Generative AI is the best usability improvement planning software has had in twenty years. A planner who can ask "why did the forecast change for this DC last week?" and get a coherent answer in thirty seconds is genuinely more productive, and that gain compounds across a team.

But that same planner is not automatically producing a more accurate forecast or a better supply plan. The engine that generates the number has not changed. The model just explains it faster and lets you interrogate it in English.

So the buying logic for 2026 is straightforward. Pay for the productivity — it is real, and it is available from your incumbent vendor without a moonshot. Do not pay for the autonomy, because what is being sold as autonomy is mostly click-reduction wearing a more expensive name. And do the unglamorous data-governance work first, because that is the variable that actually determines whether any of this survives contact with production.
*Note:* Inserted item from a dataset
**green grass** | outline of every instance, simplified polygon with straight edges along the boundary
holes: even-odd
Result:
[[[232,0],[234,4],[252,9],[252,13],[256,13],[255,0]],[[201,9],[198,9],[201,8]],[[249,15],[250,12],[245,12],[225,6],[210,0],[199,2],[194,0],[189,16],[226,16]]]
The technology is real. The transformation is more modest than the keynote. Both of those things are true at once.


Sources

  • SAP News Center. (2025). SAP Business AI: Release Highlights Q2 2025; Q4 2025. news.sap.com
  • Kinaxis. (2025). Kinaxis Accelerates Agentic Era for Supply Chain Orchestration with the Launch of Maestro Agents. kinaxis.com
  • o9 Solutions. (2024–2025). Composite Agents; Specialized AI Agents for Planning and Execution. o9solutions.com
  • Blue Yonder / Business Wire. (2025). Blue Yonder Transforms Supply Chain Management With New AI Agents at ICON 2025. businesswire.com
  • Anaplan. (2024). Anaplan CoPlanner for Demand Planning. anaplan.com
  • OMP. (2025). OMP Unveils UnisonIQ. omp.com
  • Microsoft Learn. (2025). Dynamics 365 Supply Chain Management 2025 Release Wave 1. learn.microsoft.com
  • McKinsey & Company. (2021). AI-driven operations forecasting in data-light environments. mckinsey.com
  • McKinsey & Company. (2025). The State of AI in 2025: Agents, Innovation, and Transformation. mckinsey.com
  • Gartner. (2025). Gartner Predicts Over 40% of Agentic AI Projects Will Be Canceled by End of 2027. gartner.com
  • Gartner. (2026). Gartner Forecasts Supply Chain Management Software with Agentic AI Will Grow to $53 Billion in Spend by 2030. gartner.com
  • MarketsandMarkets. (2026). AI in Supply Chain Market. marketsandmarkets.com
  • Makridakis, S., Spiliotis, E., & Assimakopoulos, V. (2022). The M5 Accuracy Competition: Results, Findings and Conclusions. International Journal of Forecasting.